SAXTONS RIVER — I've never had to live through a natural disaster, so it's hard to imagine what it felt like for people who crawled to their roofs and scrawled “SOS” or “Help Us” during Hurricane Katrina.
I haven't personally experienced a magnitude-seven earthquake or a tornado that made my hometown look like Hiroshima after the bomb.
But having seen the aftermath of Tropical Storm Irene in southern Vermont, I've come as close to that sort of thing as I care to.
On the day when the torrential rain fell, we waited for the winds to rev up and hoped that no large elm trees would smash our house. Then we settled in with good books.
When we lost electricity, we fired up the generator and, after a candlelight dinner, watched Masterpiece Theater. Bearing candles and flashlights, we tucked ourselves into bed and assumed it would all be over in the morning.
With the sun shining brightly against a crystal-clear blue sky and not a tree branch out of place, we sighed with relief.
“Wasn't nearly as bad as we thought it would be,” my husband said.
Then I went to collect our mail from the post office three miles away.
* * *
On the way there, traffic was detoured through someone's backyard. A telephone pole lay head down in the river, part of the road was gone, and wires were strewn low over the ground.
Farther on, river debris suggested what was to come.
At the post office, the buzz was big.
“The two new bridges in Chester are out!” one patron said.
“The Grafton Cheese factory is gone.”
“We've lost the Bartonsville covered bridge!”
Then I was told about the detour to our nearest town for groceries.
Bellows Falls was unscathed, but what I saw trying to return home was astounding. The Saxtons River, which had cut numerous paths as it rushed to escape itself, had begun to recede by then; the debris it left was extraordinary.
Trees, rocks, bits of metal, shards of wood, household detritus floated by shores strewn with downed limbs and upturned roots. Wooden houses that a day earlier had stood by the riverbank were collapsed as if the weight of the world had fallen upon them. Mud flats replaced green fields.
At that point, my curiosity got the better of me; I decided to see what had happened nearby. As I turned onto Route 35 toward Grafton, the collapsed road looked like a bomb had struck it.
A few gawkers like me were standing on broken macadam, cameras in hand. I asked a man whose house sits on the road opposite the river what it had been like the night before.
The water, he said, reached the steps before receding.
“See those rocks?” he said, pointing to giant boulders stacked against what a day before had been tranquil river bank. “They weren't there before. They came crashing down the river. It sounded like gunshots when they crashed into each other.”

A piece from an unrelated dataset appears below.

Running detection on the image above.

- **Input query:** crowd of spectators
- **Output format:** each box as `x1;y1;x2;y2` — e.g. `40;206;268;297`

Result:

An elderly woman in a car looked at me and shook her head. “I remember the one in 1938,” she said. “I was 13. It was bad, but I've never seen anything like this.”
Like a voyeur, I couldn't resist seeing what had happened toward Townshend and Newfane, and once I'd got that far, I had to see Brattleboro.
The road to Williamsville was clear; the historic villages of Townshend and Newfane had escaped major damage. But on Route 30 south, there was another detour.
When I returned to the main road, I saw why. The portion of road that crosses the river was hanging like a fragile ribbon, its pylons and the embankments that anchored them gone. Again, trees and debris cluttered the riverbed where raging waters had abandoned them. It looked like a war zone.
Brattleboro was deceptively normal at first glance. But Flat Street told the story of what had happened.
The water was gone, but the street was covered in mud. The shops were shut, and a police officer kept repeating “You can't go there,” to pedestrians.
The footbridge from the Co-op to the area behind the Latchis Hotel was cordoned off. The “brook” that had caused the damage still flowed forcefully, but its power was gone, leaving a stunned town that had already suffered so much loss in what seemed the summer of its discontent.
I made my way home, back past the landscape that was once beautiful and now stunningly naked and abused. How, I wondered, would it ever recover?
It will, of course, and so will we.
Vermonters are resilient. We take care of one another, and we love our verdant land.
But for now, all I can think of is all the people who weren't as lucky as we were.
Their “Help Us” and “SOS” calls still ring in my ears.